Le costume classe et distingué de Claude Verneuil, le père conservateur et catholique de Qu’est-ce qu’on a fait au bon Dieu ? (12,3 millions d’entrées), lui sied toujours autant. Mais les apparences sont trompeuses. Christian Clavier a effectué un changement de cap radical. Hier à Bruxelles, il s’est en effet présenté en intellectuel de gauche pris à son propre piège et bien forcé d’accueillir des Roms chez lui dans À bras ouverts, une comédie signée à nouveau par Philippe de Chauveron et attendue dans les salles le 5 avril.

"Ce n’est pas une suite, insiste-t-il. Qu’est-ce qu’on a fait au bon Dieu ? montrait une famille conservatrice de Tour qui avait des difficultés à accepter les mariages mixtes alors qu’À bras ouverts s’intéresse à une famille très médiatique, des Parisiens branchés, progressistes - je ne dirai pas de gauche ou de droite parce que ça réduit même s’il y a de la gauche caviar chez eux - et qui ont un certain nombre de principes. Ils sont pris à contre-pied dans leurs clichés et leurs postures. C’est le même type d’écriture, les mêmes auteurs, donc c’est une continuité du regard sur la société française en s’amusant des a priori d’une manière très bienveillante. Car s’ils sont stupéfaits de devoir accueillir des Roms chez eux au départ, ils vont apprendre à se connaître. On s’intéresse donc à une autre partie de la société française, avec une autre manière de voir les choses, mais c’est très amusant, et c’est l’essentiel."

On vous sent très complice avec Ary Abittan…

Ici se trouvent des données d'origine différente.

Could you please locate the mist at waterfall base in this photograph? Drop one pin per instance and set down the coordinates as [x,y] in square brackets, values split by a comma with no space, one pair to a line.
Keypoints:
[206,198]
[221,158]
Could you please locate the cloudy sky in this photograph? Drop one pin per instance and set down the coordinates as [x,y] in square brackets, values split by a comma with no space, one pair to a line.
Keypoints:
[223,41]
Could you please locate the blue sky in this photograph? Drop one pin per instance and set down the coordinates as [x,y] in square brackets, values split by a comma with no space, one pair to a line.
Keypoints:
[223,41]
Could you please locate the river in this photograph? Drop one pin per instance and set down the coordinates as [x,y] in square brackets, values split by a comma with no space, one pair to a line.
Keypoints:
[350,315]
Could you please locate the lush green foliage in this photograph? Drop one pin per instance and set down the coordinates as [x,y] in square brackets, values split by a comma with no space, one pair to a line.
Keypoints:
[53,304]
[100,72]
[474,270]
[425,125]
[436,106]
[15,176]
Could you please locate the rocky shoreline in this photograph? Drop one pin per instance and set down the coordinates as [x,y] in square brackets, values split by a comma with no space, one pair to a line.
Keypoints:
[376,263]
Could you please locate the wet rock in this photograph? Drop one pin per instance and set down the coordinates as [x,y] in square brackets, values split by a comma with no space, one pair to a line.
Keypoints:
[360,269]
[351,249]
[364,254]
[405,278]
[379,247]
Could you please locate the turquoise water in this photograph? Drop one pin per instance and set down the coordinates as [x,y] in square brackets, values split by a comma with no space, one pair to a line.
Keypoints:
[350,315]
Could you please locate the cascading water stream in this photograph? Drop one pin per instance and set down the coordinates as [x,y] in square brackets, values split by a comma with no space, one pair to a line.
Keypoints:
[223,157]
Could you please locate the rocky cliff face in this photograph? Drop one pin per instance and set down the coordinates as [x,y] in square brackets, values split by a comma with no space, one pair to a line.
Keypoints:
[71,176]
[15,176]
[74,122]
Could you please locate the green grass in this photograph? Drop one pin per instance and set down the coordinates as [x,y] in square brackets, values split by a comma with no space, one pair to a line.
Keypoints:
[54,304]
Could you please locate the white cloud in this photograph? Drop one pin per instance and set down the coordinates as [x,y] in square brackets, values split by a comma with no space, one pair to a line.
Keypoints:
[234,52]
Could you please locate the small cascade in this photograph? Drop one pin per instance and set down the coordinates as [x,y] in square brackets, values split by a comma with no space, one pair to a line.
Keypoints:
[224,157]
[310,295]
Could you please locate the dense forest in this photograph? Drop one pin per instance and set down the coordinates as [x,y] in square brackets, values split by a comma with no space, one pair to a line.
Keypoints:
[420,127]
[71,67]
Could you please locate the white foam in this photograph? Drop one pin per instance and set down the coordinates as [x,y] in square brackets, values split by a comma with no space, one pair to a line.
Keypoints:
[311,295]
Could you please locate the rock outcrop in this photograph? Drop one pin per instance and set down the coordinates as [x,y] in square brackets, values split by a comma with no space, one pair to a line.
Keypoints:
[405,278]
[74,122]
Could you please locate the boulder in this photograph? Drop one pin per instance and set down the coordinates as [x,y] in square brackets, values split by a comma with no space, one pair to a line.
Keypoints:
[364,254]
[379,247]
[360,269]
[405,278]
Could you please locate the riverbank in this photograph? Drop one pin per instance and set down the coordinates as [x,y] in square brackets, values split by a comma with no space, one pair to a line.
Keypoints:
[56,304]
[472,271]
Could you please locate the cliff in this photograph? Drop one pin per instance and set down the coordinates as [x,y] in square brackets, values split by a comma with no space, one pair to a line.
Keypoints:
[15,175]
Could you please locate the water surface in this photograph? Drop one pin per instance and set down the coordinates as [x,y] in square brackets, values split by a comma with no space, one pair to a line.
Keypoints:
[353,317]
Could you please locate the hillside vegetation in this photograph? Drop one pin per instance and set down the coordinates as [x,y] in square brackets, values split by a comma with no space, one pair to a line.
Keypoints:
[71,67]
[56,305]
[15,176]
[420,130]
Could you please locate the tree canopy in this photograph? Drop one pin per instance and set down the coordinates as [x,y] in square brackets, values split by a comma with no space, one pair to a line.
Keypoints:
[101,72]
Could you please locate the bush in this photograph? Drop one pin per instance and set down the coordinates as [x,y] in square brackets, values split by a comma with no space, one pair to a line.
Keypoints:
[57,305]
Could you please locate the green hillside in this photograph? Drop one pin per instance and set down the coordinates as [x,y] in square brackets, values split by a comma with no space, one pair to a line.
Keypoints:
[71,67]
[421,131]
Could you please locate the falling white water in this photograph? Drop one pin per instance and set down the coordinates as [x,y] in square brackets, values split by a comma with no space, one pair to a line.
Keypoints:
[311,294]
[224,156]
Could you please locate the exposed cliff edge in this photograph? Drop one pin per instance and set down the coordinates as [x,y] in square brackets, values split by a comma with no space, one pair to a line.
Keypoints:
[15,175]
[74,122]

"La situation veut ça. Je campe un intellectuel qui écrit des bouquins, passe à la télévision en permanence, milliardaire car sa femme est très riche, et Ary un Rom qui essaie de se caser avec sa famille. Il y a une telle différence que c’est très intéressant à jouer. Ary a fait une composition loin des personnages de séducteurs, un peu hâbleurs, qu’il fait habituellement. Il a opté pour un look particulier. Les deux fonctionnent bien dans leurs contradictions."

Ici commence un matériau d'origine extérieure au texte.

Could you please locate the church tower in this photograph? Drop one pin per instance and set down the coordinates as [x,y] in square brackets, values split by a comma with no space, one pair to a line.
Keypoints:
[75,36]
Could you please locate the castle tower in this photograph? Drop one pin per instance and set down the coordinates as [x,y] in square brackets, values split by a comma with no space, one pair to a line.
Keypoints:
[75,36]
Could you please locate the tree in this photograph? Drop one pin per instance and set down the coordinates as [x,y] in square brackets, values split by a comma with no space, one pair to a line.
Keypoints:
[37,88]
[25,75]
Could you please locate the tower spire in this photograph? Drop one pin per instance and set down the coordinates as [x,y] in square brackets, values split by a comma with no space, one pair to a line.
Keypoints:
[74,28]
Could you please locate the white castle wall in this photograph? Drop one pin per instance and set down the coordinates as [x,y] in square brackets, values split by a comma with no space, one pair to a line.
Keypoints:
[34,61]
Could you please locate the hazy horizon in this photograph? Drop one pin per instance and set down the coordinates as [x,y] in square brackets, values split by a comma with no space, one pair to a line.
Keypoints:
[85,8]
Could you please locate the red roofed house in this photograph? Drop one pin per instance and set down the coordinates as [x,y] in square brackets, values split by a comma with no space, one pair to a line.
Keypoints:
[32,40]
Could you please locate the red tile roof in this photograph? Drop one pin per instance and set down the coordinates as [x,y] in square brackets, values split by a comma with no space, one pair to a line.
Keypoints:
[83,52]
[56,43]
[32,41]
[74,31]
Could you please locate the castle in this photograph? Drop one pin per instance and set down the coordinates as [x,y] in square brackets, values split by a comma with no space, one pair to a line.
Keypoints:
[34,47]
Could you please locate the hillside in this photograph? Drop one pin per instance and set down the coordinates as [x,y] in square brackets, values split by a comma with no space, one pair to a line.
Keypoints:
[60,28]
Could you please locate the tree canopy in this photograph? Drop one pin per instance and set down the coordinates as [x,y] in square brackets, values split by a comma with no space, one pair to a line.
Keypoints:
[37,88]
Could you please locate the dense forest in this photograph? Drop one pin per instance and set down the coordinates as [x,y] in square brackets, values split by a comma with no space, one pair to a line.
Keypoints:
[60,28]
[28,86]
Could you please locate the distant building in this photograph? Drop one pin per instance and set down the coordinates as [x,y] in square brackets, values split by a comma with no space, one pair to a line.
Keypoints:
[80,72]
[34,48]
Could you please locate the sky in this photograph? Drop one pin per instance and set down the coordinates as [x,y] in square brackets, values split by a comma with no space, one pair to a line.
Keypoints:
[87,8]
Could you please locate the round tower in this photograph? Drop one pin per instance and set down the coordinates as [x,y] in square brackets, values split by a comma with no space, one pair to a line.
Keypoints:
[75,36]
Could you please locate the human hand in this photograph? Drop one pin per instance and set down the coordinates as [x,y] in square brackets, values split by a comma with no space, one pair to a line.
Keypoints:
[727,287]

Il y a aussi beaucoup de tendresse par rapport à votre propre rôle, non ?

"Il accueille, finalement. Il est sincère dans ses opinions. Il est pris à contre-pied parce qu’il vit dans la société du spectacle, communicante, médiatique et c’est de ça dont on se moque. Mais dans le fond, il est mieux que ce qu’il montre."

On vous a déjà demandé d’accueillir des Roms ?

"Non, jamais, mais je n’ai jamais réclamé d’en recevoir non plus à la télévision. Peut-être que cela me serait arrivé si je l’avais fait comme mon personnage. Ce film est parti de l’opposition entre ceux qui estiment qu’il faut ouvrir les frontières et ceux qui ne veulent accueillir personne et qui disent : ‘Accueillez-les chez vous !’ Le film s’amuse de ces postures qu’on prend à la télévision."

Gros succès en vue dès le 5 avril.


Le nouveau comte de Champignac

Période faste pour Christian Clavier. Déjà à l’affiche d’Un sac de billes et de Si j’étais un homme, il revient le 5 avril avec À bras ouverts, avant une avalanche de nouvelles compositions.

Tout d’abord, il donnera pour la toute première fois la réplique à Catherine Frot dans Momo, l’adaptation d’une pièce de théâtre à succès. "Un homme prétend être mon fils. Je m’y oppose en criant à l’imposture mais mon épouse, qui a toujours rêvé d’avoir un enfant, est tentée par la situation."

Ensuite, il réalisera un de ses rêves d’enfance en incarnant le comte Pacôme Hégésippe Adélard Ladislas de Champignac dans Les aventures de Spirou et Fantasio."J’ai grandi avec la BD Il y a un sorcier à Champignac. Je me suis fait vraiment plaisir."

Enfin, il restera dans le 9e art avec une nouvelle adaptation du Chat du Rabbin de Joan Sfarr. "J’ai de la chance", conclut-il.